— Но тогда почему я там был? Почему люди, с которыми я встречался, считают, что это сделал я? Боже мой, ведь это безумие! — он вскочил с кресла, боль вновь возникла в его глазах. — Но потом я забыл. Я ненормальный, верно? Потому что я забыл... Годы, время.
Мари заговорила языком фактов, без всякого сочувствия в голосе:
— Ответы сами придут к тебе. От одного или другого источника, в конце концов, от тебя самого.
— Это невозможно. Восборн заявил, что произошла перестройка здания: все блоки сдвинулись, проходы перекрылись... Появились другие окна... Джейсон подошел к окну, оперся на подоконник и посмотрел вниз на огни Монпарнаса. — Вид через эти окна другой, такого никогда не было. Где-то есть люди, которые знают меня и которых знаю я. В нескольких тысячах миль есть и другие люди, к которым я отношусь либо с заботой, либо с ненавистью... Боже мой, возможно, жена и дети, не знаю. Все мои попытки выяснить что-либо заканчиваются неудачей. Как будто я кручусь на ветру, поворачиваясь во все стороны и не могу приземлиться. При каждой новой попытке опять отбрасывает прочь.
— В небо?
— Да.
— Ты прыгал с самолета?
Борн повернулся к Мари.
— Я никогда не говорил этого.
— Ты говорил об этом ночью, во сне. Ты был весь в испарине. Твое лицо горело, а я вытирала его полотенцем.
— Почему ты мне ничего не сказала?
— Я спрашивала, между прочим. Я спросила тебя, не был ли ты пилотом, и не беспокоят ли тебя полеты, особенно по ночам.
— Не понимаю, о чем ты говоришь. Почему ты не попыталась привести меня в чувство?
— Я очень боялась. Ты был близок к истерике, а я не знаю, как поступать в подобных случаях. Я могу помочь тебе вспомнить что-нибудь, но я ничего не могу поделать с твоим подсознанием, и не знаю, кто бы мог с этим справиться, кроме врача.
— Врача? Я провел с доктором почти шесть проклятых месяцев!
— Из того, что ты сообщил о нем, у меня сложилось иное мнение.
— Я не хочу этого! — воскликнул он, смущенный вспышкой своего гнева. — Почему нет? — Мари поднялась с кровати. — Тебе необходима помощь, дорогой. Психиатр мог бы...
— Нет! — неожиданно заорал он, сопротивляясь вспышке гнева. — Я не хочу этого, я не могу...
— Но, пожалуйста, скажи мне почему? — настойчиво осведомилась она, стоя перед ним.
— Я... Я не могу этого сделать.
— Просто скажи мне, в чем дело, и мы закончим этот неприятный разговор.
Борн долго смотрел на Мари, потом отвернулся и вновь уставился в окно. Руки его опирались о подоконник. — Потому что я боюсь. Кто-то солгал, и я благодарен за это больше, чем я могу выразить. Но предположим, что лжи больше не будет, предположим, что все остальное правда.
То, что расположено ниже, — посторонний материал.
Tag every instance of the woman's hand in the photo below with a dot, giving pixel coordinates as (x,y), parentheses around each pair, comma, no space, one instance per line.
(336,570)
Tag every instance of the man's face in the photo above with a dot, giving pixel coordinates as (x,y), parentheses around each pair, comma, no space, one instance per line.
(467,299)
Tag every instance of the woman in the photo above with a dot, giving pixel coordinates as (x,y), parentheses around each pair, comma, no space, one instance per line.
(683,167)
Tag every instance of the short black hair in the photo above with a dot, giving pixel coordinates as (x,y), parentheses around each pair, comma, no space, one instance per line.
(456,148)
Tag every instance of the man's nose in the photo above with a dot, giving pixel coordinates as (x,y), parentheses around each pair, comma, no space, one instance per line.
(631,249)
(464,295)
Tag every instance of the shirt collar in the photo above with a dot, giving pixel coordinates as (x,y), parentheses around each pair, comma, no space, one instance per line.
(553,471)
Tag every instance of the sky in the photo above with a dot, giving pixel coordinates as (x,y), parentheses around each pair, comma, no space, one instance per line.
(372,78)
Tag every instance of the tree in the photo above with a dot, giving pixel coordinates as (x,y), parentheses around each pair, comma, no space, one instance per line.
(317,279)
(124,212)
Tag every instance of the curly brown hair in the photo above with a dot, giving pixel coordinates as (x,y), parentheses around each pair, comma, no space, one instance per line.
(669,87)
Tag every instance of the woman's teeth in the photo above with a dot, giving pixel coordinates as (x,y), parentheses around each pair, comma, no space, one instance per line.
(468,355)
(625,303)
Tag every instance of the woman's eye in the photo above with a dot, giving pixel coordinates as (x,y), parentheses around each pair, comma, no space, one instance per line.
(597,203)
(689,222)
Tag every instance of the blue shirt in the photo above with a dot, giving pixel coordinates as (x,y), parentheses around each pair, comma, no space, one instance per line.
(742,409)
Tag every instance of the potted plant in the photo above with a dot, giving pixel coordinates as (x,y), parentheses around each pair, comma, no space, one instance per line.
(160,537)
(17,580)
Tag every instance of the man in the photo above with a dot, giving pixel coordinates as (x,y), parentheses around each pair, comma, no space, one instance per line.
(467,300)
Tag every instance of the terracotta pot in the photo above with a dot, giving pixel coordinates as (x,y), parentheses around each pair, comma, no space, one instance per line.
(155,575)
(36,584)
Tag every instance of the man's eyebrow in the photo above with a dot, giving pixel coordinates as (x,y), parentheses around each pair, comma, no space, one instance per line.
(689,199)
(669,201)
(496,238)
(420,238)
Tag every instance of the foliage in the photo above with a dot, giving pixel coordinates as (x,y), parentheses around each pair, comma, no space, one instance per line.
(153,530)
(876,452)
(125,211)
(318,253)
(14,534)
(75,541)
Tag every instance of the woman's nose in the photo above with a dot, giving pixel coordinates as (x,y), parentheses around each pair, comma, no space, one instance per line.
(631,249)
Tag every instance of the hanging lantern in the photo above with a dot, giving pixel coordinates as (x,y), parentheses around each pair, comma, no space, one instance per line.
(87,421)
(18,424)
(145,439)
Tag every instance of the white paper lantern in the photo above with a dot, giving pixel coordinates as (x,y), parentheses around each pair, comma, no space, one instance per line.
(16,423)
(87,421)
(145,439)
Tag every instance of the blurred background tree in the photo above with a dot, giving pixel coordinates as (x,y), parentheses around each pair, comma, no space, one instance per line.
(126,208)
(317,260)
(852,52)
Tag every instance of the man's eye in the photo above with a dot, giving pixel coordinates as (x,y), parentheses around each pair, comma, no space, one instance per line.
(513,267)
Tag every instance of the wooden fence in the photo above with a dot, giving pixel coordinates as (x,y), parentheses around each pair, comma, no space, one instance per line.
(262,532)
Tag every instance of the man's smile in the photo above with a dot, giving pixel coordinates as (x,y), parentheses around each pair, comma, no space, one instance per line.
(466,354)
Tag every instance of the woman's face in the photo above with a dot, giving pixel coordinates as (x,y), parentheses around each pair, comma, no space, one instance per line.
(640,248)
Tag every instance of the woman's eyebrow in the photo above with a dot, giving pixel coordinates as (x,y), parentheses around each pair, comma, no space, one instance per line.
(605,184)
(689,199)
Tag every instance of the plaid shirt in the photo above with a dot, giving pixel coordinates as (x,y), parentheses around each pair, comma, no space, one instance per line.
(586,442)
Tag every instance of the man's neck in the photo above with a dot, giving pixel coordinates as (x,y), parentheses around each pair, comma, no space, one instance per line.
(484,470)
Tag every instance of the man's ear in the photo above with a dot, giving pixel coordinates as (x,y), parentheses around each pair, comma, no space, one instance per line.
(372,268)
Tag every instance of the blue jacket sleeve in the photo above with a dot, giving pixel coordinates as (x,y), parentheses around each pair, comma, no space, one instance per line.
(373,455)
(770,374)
Что мне тогда делать?
— А разве ты не говорил, что хочешь найти выход?
— Не таким путем, — он выпрямился, все еще глядя на огни города. — Постарайся понять меня... Я должен узнать вполне определенные вещи... Достаточные, чтобы принять решение... Но, возможно, не все вещи.
— Ты хочешь получить доказательства, это ты хотел сказать?
— Я хочу иметь четкие указания, в каком направлении мне двигаться.
— Ты хочешь “двигаться” только “один”? А что же будет с “нами”?
— Ты знаешь, что получается от движения по указателям?
— Тогда давай искать их вместе! — воскликнула Мари.
— Будь осторожна. Ты можешь не справиться с тем, что может получиться в результате этих поисков. — Но я хочу быть рядом с тобой, и я имею в виду только это, — она подошла к нему поближе. — Послушай... Сейчас в Онтарио почти пять часов, и я еще смогу застать Петера в кабинете. Он сможет начать поиски “Тредстоун”... И даст нам чье-нибудь имя, с кем мы сможем связаться в посольстве, кто сможет нам помочь, если это будет необходимо.
— Ты хочешь сказать Петеру, что ты в Париже?
— Он так или иначе узнает это от оператора, но звонок не будет прослежен до нашего отеля.
— После твоего звонка нам нужно будет поужинать, после чего мы прогуляемся на улицу Мадлен. Я хочу там на кое-что взглянуть.
— Что ты сможешь увидеть там ночью?
— Телефонную будку. Я надеюсь, что рядом с банком имеется телефонная будка.
Она действительно находилась там. На противоположной стороне улицы, наискосок от входа в банк.